Solo – “Summer fading (Late love song)” (2023)
di
Alberto Sgarlato
Giuseppe Galato,
che nei suoi progetti si firma Solo, è un
artista che, avendo capito come si stanno trasformando le logiche del mercato
musicale, ha scelto di affrancarsi dal concetto di album e di rilasciare
periodicamente delle pubblicazioni di singole tracce solo in formato di
streaming digitale.
La sua più recente creazione,
divulgata alla fine di settembre, si intitola “Summer
fading” e reca come sottotitolo “Late
love song”. Insomma: una canzone dedicata a un’estate che
finisce… O a un amore sbocciato troppo tardi? O per contro troppo presto,
quando si è troppo giovani? I ricordi volano immediati a quando eravamo
ragazzini, conoscevamo in spiaggia quella che ci sembrava la nostra persona
ideale ma le vacanze ormai erano terminate e lo spettro del ritorno a scuola
aleggiava su di noi. E chissà se l’avremmo rivista mai più? (La persona, non la
scuola, ovviamente; la scuola purtroppo era lì ad aspettarci!)

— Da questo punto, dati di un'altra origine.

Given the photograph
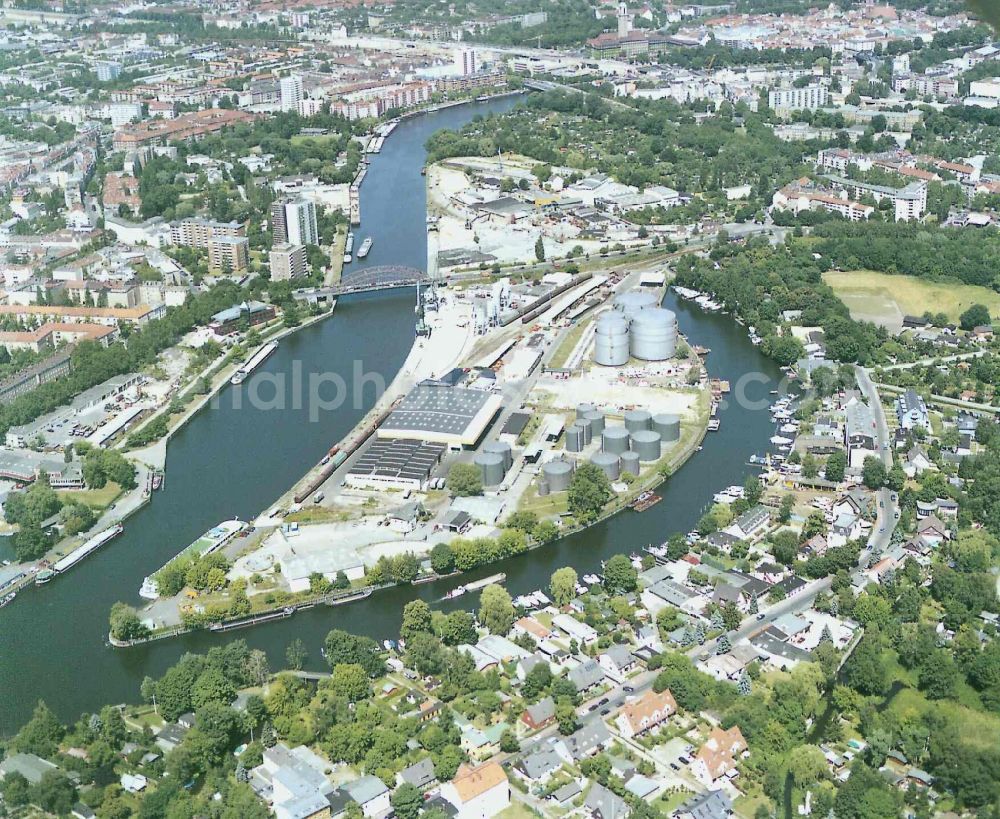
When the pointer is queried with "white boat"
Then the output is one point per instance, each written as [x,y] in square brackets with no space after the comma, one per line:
[253,362]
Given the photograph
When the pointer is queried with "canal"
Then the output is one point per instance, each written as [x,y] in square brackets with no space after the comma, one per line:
[234,462]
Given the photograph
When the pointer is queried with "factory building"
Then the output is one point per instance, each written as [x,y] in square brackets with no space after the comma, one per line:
[434,411]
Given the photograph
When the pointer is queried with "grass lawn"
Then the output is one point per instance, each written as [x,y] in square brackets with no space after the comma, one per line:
[98,499]
[869,294]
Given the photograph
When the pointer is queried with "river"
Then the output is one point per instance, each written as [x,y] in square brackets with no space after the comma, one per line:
[230,462]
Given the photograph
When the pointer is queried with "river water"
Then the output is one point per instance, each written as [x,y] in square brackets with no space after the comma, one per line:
[229,462]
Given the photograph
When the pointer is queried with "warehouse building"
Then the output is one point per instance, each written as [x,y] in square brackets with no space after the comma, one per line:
[395,464]
[457,417]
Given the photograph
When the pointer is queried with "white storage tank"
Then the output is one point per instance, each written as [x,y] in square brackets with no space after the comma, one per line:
[574,438]
[668,425]
[611,342]
[608,463]
[615,440]
[646,443]
[653,334]
[491,465]
[596,418]
[503,449]
[631,303]
[638,419]
[630,462]
[557,474]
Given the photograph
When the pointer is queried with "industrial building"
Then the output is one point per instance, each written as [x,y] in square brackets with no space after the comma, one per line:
[433,411]
[396,464]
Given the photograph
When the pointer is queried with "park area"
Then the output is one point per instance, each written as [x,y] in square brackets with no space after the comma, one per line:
[884,298]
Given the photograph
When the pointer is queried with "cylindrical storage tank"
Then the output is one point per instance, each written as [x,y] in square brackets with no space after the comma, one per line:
[636,420]
[611,341]
[668,425]
[615,440]
[630,462]
[574,438]
[503,449]
[629,304]
[596,418]
[557,475]
[653,334]
[492,467]
[647,444]
[608,463]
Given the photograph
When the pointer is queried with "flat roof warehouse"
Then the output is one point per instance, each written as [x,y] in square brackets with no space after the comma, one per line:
[437,412]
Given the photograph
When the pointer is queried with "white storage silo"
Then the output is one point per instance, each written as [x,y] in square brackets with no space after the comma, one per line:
[615,440]
[638,419]
[646,443]
[630,462]
[492,467]
[558,474]
[503,449]
[611,343]
[653,334]
[631,303]
[668,425]
[574,438]
[608,463]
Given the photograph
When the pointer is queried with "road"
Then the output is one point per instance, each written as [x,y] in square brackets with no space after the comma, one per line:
[887,512]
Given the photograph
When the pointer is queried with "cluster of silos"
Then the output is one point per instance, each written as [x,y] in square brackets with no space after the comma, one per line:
[611,344]
[653,334]
[638,328]
[494,461]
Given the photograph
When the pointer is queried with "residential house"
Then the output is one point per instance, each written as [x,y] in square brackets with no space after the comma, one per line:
[617,661]
[292,781]
[603,804]
[370,794]
[707,805]
[751,524]
[478,793]
[586,675]
[589,739]
[419,774]
[718,756]
[540,714]
[911,411]
[538,766]
[645,713]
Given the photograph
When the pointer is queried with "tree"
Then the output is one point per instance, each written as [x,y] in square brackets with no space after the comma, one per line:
[125,623]
[873,472]
[496,611]
[562,585]
[465,480]
[407,801]
[41,735]
[939,676]
[975,316]
[620,576]
[416,618]
[296,654]
[349,680]
[589,490]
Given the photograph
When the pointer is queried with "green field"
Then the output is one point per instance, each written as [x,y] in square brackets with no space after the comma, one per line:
[884,298]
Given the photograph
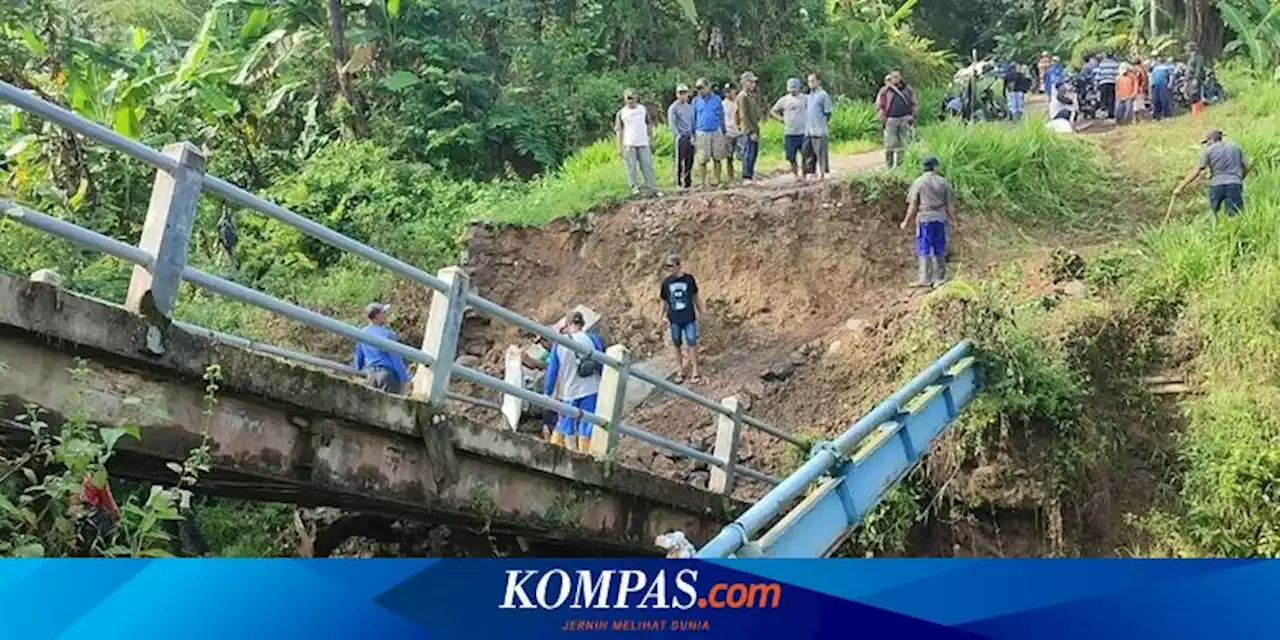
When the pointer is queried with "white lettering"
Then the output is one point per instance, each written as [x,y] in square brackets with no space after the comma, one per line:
[685,586]
[657,590]
[632,583]
[540,592]
[516,580]
[590,590]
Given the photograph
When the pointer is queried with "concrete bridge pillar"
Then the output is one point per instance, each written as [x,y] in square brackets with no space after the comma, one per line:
[611,403]
[727,432]
[167,232]
[440,338]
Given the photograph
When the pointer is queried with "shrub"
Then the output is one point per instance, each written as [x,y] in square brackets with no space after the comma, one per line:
[1028,173]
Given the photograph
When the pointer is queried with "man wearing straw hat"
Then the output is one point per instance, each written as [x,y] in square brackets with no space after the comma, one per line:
[932,204]
[680,117]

In realtà il testo di “Summer fading”
è ben più complesso rispetto a questa minimizzazione. La storia del
protagonista inizia a dodici anni di età, vive un suo epilogo un paio d’anni
dopo, continua fino ad arrivare alla sua piena consapevolezza di “over 30”. Le
vicende amorose nella trama ci sono, ma sono quasi un pretesto per raccontare
come cambiamo noi nel tempo e negli anni, ma anche come spesso restiamo
coerenti con noi stessi e con le nostre passioni, non solo amorose e
sentimentali (tornare a innamorarsi di una stessa persona) ma anche quotidiane
come i videogiochi, i fumetti… E perché no? Anche la musica. Ecco, appunto:
veniamo alla musica.
Si parte con una chitarra che
riporta in auge certo “jangle-pop” anni ‘80/’90, sorretta da una partitura di
violoncello che sembra scorgersi appena in un remoto sottofondo. La voce è
sognante, carica di riverberi per renderla ancora più “fiabesca”, ma è dalla
seconda strofa, con l’entrata di basso e batteria, con la chitarra che diventa
ad accordi pieni e dalla voce, che da sognante si asciuga dei riverberi e si fa
più struggente nella sua interpretazione, che il brano prende corpo. Il tutto
fino a una inaspettata coda psichedelica, dove i temi di chitarra diventano un
riff e i sintetizzatori emettono sibili cosmici, fino a ritornare al tema cantato
del ritornello. Gran finale con la maestosità di un Mellotron in gran spolvero
per il crescendo conclusivo.
Gli ultimi scampoli di new-wave degli Smiths, la freschezza delle melodie di Mercury Rev, Stereolab e Belle & Sebastien, lo space rock nato con i Can e approdato al Madchester degli Stone Roses, il folk malinconico che parte da Nick Drake e arriva a Sufjan Stevens, il tutto racchiuso in un gioiello di sei minuti di indiscussa bellezza.